Gosto muito de setembro.
Não sei se é o meu mês predileto, porque não sei se tenho um mês com esse destaque. Sei que gosto muito. Às vezes acontece assim, sei que gosto muito, mas nem sei bem porquê. Sei que me sabe a recomeço. Mais do que o ano novo. Mais do que o meu aniversário.
Não sei se sempre gostei de setembro. Porque não sei se gostei sempre de alguma coisa já que às vezes me canso até do que gosto. Sei que em setembro começava a escola e eu gostava de comprar os cadernos, de sentir o cheiro dos livros, de escrever o horário naquele retângulo de papel frágil, de comprar canetas de muitas cores, de sentir que a minha vida, tal como os cadernos de linhas ainda por estrear, tinha uma história por escrever e eu podia fazer melhor. Em setembro ia estar mais atenta, ia apontar tudo, ia usar uma cor para os títulos, outra para o texto, outra para assinalar as coisas importantes. Não ia riscar as anotações, ia ser rápida com o corretor. Ia aplicar-me na matemática e ser como o crânio da turma, que se sentava sempre no fim da sala e tirava dezanove a tudo. Em setembro acabava a moléstia do verão, fechava-se a porta ao calor intenso e a vida começava outra vez, como se a Terra se propusesse a mais uma volta ao sol a partir daquela data. Os meses que se seguiam poderiam corromper todos os planos. Mas em setembro não, porque em setembro os cadernos eram novinhos em folha, o estojo ainda não estava manchado das canetas rebentadas e eu ainda estava encantada com todas as matérias por aprender.
Em calhando foi a escola que me trouxe este gosto pelo mês de setembro. E agradeço-lhe isso.

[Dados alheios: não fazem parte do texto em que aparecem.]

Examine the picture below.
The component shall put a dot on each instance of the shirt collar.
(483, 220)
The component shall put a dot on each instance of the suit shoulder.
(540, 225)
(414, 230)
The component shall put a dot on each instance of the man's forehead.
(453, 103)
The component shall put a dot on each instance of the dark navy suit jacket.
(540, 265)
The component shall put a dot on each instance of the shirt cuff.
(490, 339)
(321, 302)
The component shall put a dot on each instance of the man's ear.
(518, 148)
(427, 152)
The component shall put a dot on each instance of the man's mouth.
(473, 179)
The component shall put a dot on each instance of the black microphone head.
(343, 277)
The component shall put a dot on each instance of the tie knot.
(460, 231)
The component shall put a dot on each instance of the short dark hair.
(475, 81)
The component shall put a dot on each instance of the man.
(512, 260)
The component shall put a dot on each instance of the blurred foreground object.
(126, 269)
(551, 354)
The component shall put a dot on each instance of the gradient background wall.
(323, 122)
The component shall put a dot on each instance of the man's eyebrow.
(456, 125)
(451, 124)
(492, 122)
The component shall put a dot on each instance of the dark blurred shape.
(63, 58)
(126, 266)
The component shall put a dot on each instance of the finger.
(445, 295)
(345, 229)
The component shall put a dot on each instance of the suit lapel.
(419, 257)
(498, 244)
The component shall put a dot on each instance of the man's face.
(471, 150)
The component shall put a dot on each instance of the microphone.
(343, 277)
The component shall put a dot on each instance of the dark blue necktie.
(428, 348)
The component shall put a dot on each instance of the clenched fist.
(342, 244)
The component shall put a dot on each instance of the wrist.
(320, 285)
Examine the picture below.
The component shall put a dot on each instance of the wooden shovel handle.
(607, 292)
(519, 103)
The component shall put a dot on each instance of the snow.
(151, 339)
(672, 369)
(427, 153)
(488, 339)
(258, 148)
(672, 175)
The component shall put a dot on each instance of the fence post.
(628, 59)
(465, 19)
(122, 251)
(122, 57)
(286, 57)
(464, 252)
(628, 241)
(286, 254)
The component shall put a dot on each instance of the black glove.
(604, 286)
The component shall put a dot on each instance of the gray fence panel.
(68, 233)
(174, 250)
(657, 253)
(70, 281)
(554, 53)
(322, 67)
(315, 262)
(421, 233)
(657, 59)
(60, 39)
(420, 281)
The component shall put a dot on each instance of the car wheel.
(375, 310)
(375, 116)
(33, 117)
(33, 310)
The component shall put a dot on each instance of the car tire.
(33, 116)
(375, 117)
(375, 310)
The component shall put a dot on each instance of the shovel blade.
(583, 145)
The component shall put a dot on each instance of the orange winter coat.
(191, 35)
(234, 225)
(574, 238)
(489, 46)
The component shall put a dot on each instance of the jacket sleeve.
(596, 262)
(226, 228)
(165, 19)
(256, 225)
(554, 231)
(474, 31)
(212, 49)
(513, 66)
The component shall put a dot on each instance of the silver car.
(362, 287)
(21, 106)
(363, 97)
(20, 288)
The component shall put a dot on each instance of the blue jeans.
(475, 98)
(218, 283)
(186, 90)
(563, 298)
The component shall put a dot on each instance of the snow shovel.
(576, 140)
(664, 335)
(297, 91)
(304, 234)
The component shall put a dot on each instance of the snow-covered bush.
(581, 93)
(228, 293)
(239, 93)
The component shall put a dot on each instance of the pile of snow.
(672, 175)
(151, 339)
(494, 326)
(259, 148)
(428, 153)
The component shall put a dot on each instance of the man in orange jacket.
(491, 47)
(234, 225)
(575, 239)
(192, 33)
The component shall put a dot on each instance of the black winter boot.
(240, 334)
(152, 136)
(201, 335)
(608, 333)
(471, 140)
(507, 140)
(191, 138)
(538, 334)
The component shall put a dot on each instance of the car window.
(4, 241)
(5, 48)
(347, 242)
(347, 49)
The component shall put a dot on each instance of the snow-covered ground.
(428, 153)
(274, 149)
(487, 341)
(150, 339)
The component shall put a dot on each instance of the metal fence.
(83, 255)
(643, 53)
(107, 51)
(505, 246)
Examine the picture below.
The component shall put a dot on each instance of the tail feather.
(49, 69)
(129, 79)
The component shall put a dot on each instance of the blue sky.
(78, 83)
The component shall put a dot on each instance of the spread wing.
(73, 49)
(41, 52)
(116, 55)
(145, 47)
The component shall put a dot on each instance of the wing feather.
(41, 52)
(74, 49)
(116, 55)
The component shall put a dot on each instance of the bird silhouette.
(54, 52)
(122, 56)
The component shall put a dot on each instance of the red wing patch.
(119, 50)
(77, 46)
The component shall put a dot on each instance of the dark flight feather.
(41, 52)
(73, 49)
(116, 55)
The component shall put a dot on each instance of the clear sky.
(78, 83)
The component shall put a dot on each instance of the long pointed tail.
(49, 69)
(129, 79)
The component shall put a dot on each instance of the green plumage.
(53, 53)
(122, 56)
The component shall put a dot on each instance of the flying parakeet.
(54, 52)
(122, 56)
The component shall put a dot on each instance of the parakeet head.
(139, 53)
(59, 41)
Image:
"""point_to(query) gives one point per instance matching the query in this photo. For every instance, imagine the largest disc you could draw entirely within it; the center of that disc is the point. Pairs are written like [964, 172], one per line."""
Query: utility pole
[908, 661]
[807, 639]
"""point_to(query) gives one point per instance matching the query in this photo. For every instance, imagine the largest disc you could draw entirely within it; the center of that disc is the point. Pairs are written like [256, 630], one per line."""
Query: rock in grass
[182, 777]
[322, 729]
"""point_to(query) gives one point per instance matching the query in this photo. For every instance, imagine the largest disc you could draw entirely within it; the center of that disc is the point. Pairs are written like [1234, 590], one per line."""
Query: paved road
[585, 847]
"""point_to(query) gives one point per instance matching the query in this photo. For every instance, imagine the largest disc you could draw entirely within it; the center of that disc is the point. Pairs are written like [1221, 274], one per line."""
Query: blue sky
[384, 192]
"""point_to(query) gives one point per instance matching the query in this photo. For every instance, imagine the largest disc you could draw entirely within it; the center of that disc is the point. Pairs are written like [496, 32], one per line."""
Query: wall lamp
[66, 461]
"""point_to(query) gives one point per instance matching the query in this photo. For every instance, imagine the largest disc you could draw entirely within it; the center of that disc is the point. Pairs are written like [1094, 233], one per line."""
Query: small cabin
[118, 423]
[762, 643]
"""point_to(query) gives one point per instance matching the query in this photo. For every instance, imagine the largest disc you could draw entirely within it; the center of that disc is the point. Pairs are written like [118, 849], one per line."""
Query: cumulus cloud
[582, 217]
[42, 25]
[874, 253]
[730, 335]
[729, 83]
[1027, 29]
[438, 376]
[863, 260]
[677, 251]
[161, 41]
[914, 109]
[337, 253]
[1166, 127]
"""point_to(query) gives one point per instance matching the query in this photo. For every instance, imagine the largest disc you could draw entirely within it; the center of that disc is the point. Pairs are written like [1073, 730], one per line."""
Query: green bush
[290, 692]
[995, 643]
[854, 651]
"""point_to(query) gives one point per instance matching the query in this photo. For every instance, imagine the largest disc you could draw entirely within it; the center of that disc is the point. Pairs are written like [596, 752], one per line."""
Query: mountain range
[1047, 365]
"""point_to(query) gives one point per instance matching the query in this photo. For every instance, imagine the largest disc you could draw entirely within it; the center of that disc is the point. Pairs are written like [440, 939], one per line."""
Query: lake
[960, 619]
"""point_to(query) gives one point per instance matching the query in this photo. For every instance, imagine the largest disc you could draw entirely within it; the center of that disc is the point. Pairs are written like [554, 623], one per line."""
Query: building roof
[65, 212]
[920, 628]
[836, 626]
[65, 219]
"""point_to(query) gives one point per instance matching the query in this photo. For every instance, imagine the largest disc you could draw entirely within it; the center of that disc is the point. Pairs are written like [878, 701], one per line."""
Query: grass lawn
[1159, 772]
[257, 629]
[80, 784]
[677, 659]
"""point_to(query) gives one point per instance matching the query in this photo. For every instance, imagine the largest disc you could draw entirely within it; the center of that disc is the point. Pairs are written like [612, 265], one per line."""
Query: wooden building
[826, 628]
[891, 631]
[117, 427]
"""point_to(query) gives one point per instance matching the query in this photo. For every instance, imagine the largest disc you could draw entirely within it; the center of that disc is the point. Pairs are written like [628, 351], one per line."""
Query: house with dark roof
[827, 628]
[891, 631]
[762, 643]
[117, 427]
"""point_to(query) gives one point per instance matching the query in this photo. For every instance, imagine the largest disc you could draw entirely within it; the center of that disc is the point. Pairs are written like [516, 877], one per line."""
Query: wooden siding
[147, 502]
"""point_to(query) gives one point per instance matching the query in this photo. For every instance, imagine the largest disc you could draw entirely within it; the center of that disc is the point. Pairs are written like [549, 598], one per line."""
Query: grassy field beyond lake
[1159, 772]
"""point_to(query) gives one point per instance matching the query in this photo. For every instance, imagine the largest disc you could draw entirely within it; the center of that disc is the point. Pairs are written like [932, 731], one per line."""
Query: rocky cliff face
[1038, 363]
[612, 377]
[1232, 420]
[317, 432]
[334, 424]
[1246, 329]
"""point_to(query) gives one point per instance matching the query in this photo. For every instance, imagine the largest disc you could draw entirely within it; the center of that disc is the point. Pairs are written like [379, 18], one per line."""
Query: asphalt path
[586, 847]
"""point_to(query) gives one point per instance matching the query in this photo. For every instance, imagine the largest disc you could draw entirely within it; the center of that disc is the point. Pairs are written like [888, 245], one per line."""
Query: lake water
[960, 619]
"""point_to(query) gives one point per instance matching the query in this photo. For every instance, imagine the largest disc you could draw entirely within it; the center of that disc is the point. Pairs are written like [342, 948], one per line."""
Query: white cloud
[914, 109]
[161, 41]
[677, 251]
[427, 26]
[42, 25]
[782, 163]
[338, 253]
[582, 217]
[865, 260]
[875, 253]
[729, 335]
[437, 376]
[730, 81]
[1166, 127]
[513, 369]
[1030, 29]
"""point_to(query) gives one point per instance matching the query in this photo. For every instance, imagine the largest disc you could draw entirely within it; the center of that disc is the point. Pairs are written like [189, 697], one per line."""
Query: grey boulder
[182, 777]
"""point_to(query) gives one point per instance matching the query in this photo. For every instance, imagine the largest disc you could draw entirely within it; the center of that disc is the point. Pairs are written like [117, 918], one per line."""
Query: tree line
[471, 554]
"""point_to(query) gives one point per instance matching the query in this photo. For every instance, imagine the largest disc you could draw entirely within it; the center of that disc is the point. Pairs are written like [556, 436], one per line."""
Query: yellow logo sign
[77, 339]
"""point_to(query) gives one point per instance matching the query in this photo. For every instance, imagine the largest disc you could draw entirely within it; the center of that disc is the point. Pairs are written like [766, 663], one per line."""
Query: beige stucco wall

Como agradeço muitas das minhas melhores memórias. Porque gosto de carteiras de escola, das cadeiras de madeira, dos quadros de ardósia, dos apagadores carregados de giz, dos apontamentos e das letras indecifráveis dos professores, dos cadernos debaixo do braço, da mochila presa por uma alça, das coisas que se aprendem e que nos dizem baixinho que se as soubermos bem, portas e janelas se abrem e o caminho fica menos sinuoso.
Em setembro acaba a loucura das férias alheias, e eu aproveito o resto do descanso, reorganizo os meus dias, recomeço pelo meio tal como nos tempos de escola, como se o toque para a entrada já me fizesse falta. Preparo a minha agenda, desta vez em formato digital. Comprometo-me a cumprir escrupulosamente com cada quadradinho. Marco na agenda de mão as coisas que não são de trabalho. Vou fazer isto aqui, aquilo ali. Vou riscar quando está feito. Vou consultar todos os dias para não me esquecer. Vou fazer listas que me poupam à ansiedade. Vou imprimir novas, que posso pôr na porta do frigorífico - presas com as lembranças de sítios onde já fui - para lá escrever quando os ovos acabam e não ter de andar a fazer vistoria aos víveres sempre que vou às mercearias.
Em setembro tudo é possível. Menos voar. E plastificar livros sem deixar meia dúzia de bolhas ranhosas.